Web Page Performance: SF Chronicle

June 11th, 2018

As the new template for The San Francisco Chronicle rolls out to a wider audience, I want to take a step back and talk a little on web page performance.

We've asked a lot of our web pages over the years, slowing them significantly, and this project was an opportunity to hit the reset button.

Why should I care?

TLDR; Slow pages can lead to higher bounce rates, and visitors giving up before the page can load - and that's an immediate problem with turning visitors into subscribers. Slow pages mean ads go unseen, viewability suffers, or in soem cases ad impressions don't get a chance to fire at all. For those that do make it, we lose them at a higher rate as they click through articles and grow impatient. That's just desktop, imagine that for our growing mobile audience who are often on slower connection speeds.

Where are we at?

The main metrics I care about and will focus on here are:

  1. Load Time: The time taken for the web page to be considered fully loaded (lower is better).
  2. Speed Index: Google's own measure of performance which is used as a SEO signal (lower is better).
  3. Page Size: The amount of bandwidth needed to load all the elements of a page (lower is better).

As we A/B test we have seen a significant improvement.

The page load-time has dropped by 41% from 28 seconds to 16 seconds. Speed Index has dropped almost 30% from 18,000 to 12,700. The page-size has been reduced by a third from an average of 3MB down to 2MB (which matters if you have a data plan) .

As we move forward we hope to squeeze further gains and we are factoring in web page performance in terms of how we plan future development work. Once we switch from A/B test to the default template I would speculate that this will help in SEO and other metrics too.
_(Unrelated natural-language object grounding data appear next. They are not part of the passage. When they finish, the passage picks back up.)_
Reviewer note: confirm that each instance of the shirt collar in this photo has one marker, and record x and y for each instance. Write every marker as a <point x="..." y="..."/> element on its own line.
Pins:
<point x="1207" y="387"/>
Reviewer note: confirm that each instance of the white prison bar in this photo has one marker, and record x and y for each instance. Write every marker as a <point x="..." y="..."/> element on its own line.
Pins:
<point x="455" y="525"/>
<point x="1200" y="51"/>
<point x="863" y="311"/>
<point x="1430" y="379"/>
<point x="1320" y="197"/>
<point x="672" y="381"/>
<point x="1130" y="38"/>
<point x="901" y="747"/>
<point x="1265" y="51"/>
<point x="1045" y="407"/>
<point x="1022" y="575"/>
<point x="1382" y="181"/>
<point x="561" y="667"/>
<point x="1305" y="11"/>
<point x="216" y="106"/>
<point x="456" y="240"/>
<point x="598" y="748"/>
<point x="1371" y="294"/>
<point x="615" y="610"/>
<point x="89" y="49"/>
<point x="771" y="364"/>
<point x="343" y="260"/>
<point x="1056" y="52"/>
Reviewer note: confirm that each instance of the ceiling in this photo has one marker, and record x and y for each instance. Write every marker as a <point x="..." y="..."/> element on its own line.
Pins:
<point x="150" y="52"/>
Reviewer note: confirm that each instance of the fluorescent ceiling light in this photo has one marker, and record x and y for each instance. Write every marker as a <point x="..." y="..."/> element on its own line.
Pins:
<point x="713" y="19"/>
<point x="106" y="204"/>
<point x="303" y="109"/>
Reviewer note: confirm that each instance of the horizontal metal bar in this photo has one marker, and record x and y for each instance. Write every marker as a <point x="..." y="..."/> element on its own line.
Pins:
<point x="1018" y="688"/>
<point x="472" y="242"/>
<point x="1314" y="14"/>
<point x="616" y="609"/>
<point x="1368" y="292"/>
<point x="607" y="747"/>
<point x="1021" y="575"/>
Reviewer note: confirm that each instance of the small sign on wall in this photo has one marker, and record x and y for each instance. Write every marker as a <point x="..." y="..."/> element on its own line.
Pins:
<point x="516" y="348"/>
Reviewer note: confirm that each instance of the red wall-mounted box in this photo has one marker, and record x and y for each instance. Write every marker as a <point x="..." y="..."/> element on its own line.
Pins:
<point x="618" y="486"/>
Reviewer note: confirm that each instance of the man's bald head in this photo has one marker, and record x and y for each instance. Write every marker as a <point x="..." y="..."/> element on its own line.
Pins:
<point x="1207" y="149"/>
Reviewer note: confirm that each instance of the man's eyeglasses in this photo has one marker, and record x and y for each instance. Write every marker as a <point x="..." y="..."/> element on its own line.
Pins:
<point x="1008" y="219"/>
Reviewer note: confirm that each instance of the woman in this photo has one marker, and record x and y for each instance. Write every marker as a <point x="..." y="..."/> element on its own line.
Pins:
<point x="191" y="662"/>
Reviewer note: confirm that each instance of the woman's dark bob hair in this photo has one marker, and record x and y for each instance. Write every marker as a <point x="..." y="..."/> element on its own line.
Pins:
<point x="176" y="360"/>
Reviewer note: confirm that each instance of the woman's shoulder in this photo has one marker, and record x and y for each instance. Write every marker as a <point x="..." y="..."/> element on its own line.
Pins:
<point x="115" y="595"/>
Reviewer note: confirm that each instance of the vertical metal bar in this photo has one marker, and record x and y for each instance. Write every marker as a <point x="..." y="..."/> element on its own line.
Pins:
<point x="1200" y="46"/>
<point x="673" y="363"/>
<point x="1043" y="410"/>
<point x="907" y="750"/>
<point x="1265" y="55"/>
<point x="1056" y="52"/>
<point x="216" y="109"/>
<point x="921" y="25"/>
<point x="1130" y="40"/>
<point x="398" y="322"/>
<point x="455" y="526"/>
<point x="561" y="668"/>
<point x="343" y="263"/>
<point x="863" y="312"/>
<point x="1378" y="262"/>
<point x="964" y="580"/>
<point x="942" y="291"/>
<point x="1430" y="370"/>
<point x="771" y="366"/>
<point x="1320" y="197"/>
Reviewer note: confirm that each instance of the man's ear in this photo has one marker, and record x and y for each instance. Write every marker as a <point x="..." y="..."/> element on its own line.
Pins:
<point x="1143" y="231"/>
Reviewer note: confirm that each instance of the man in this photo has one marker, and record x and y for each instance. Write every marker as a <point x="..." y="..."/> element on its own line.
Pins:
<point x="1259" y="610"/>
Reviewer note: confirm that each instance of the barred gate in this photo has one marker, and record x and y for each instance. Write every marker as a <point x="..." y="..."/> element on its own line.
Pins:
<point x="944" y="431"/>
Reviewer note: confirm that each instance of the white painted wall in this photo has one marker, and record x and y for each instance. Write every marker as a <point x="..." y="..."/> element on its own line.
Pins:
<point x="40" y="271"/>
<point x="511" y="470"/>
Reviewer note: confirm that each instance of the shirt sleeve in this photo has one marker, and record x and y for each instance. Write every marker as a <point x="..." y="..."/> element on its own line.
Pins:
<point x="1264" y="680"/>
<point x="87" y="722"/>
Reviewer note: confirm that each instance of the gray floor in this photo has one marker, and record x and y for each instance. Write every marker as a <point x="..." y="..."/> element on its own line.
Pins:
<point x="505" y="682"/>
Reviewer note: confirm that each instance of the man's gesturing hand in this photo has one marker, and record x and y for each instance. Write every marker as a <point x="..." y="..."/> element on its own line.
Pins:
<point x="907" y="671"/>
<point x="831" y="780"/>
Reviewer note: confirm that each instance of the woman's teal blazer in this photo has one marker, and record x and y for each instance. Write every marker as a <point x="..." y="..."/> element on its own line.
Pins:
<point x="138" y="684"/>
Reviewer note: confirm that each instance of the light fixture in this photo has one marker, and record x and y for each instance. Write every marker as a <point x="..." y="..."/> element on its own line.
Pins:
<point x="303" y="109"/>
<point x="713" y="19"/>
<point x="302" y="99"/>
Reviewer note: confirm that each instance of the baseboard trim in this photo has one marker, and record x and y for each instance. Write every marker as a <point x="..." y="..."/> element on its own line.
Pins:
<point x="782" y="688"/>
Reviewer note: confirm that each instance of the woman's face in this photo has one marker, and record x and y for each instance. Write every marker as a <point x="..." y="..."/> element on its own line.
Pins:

This chart shows ongoing test results from March and you can see how progress has been made in a few dramatic steps.

I test using a independent service (webpagetest.org) running a mobile device on a 3G connection and take the running average of the last 4 days. Detailed data and results are here (updated daily), including links to the actual test reports:

https://docs.google.com/spreadsheets/d/1Q0xZbojA4KqemLQgOyCT0pYXlt4Ec1pUOi-ARHEol5c/edit

The current snapshot as of writing (June 11th) is:

This places it 32nd on the Article Performance Leaderboard, down from 45th place, and the goal is to get this into the top 10.

As this is rolled out to other sites (like the Houston Chronicle, San Antonio Express News) we expect similar results. Improvements on this one template will benefit all and we know we're not as performant as we can.

As we handle request for new additions or features on our pages we have started looking at the web page performance impact. We need to put the days of vendor promises that new features are "just one line of javascript" (lies!) behind us as we see the real and measurable benefits of faster web pages.